Being Normal: Buying Things We Didn’t Need, With Money we Didn’t Have, to Impress People We Didn’t Even Care About! Part II
Part II: Know Thyself
If you are coming across this post and have not yet read Part I, "Digging the Hole," click here to check that out to set the stage!
All of those purchases, as described in Part I of this series, made us feel good about ourselves, or at least it created that illusion. Each time we made these purchases we felt like we were big people, in some way more important or better off than those around us; it was simply showing off.
We were making these purchases we simply did not need, with money we absolutely did not have, all to impress people that we not only didn’t care about but would likely never even see again. I had placed more thought into what someone would think of us as we pulled up next to them in our new Camaro than my own family’s well-being. We had literally found the bottom; we had become the Joneses.
We trickled along like this until early 2014. At this point I was serving an unaccompanied tour in Okinawa, Japan and Nelli was back home, a few months into her pregnancy with Sasha. Perhaps it was the impending birth of our first child but this was about the time we really began to focus on our financial status; things were not looking good.
Nelli and I had an impressive income at this time. I share this with you not as a means to brag or boast, rather as a way to point out just how foolish we were. Nelli and I had a combined annual income approaching $160,000, adjusted to reflect benefits and allowances.
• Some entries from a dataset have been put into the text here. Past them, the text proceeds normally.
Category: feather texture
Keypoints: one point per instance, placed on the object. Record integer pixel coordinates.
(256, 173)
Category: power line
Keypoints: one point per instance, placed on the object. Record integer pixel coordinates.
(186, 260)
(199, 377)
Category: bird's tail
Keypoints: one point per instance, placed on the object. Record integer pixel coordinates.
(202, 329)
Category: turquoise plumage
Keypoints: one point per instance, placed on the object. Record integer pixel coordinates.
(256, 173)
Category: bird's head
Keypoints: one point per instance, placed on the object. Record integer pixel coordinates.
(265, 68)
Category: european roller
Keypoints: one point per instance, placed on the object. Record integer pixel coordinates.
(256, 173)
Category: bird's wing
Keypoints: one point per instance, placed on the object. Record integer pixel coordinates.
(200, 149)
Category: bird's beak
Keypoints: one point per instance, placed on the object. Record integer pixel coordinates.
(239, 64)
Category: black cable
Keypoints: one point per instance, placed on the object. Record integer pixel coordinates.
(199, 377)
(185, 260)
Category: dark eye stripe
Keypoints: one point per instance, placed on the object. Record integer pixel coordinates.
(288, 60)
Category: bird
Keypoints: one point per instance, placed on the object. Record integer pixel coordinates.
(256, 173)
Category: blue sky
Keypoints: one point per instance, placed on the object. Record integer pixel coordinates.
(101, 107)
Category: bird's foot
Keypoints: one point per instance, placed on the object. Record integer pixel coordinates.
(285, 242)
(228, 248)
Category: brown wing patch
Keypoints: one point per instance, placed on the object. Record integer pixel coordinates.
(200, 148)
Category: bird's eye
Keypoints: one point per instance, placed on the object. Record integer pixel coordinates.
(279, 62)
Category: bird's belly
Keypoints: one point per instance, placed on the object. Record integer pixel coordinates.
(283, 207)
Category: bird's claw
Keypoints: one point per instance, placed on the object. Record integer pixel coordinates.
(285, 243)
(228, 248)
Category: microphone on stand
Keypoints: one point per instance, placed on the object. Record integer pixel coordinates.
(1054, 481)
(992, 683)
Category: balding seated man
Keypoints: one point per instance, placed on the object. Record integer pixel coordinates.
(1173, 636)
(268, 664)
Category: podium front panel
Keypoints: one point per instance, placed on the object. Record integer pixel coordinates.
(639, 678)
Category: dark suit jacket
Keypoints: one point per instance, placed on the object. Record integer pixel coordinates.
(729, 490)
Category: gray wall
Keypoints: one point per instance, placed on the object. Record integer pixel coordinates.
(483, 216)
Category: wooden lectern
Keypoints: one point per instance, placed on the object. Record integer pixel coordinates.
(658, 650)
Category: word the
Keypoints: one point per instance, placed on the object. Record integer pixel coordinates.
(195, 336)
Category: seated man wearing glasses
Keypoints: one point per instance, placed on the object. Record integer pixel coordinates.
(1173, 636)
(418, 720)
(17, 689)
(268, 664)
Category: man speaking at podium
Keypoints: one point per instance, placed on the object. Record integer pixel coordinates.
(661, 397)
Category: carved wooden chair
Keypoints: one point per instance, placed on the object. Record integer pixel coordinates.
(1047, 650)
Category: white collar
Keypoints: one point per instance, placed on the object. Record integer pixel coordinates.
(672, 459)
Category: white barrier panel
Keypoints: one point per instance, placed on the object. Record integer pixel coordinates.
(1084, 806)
Despite this large income, when Nelli and I sat down to get an initial snapshot of the catastrophe that was our finances, we were shocked to see that we had amassed approximately $85,000 worth of consumer debt.
Now just to clarify, what I know as debt today is very different from what I knew back then. Today I realize that debt is owing any amount of money to any person. Before this 2014 realization, I only considered credit cards as our debt. I never once considered that our auto loan balances were debt as these were normal… Auto loans were how you got cars; everyone knew this. I never knew just how wrong I could be!
In realizing that I was just shy of $100,000 in debt I felt sick to my stomach. I remember wondering “how the hell did I let this happen?” I was saddened, ashamed, and embarrassed by my ultimate failure in my ability to manage my own household. The worst feeling came when I even began to question how two adults who couldn’t even manage themselves, could raise a child. Nelli and I realized that the only way to change this cycle was to change our behavior, fast!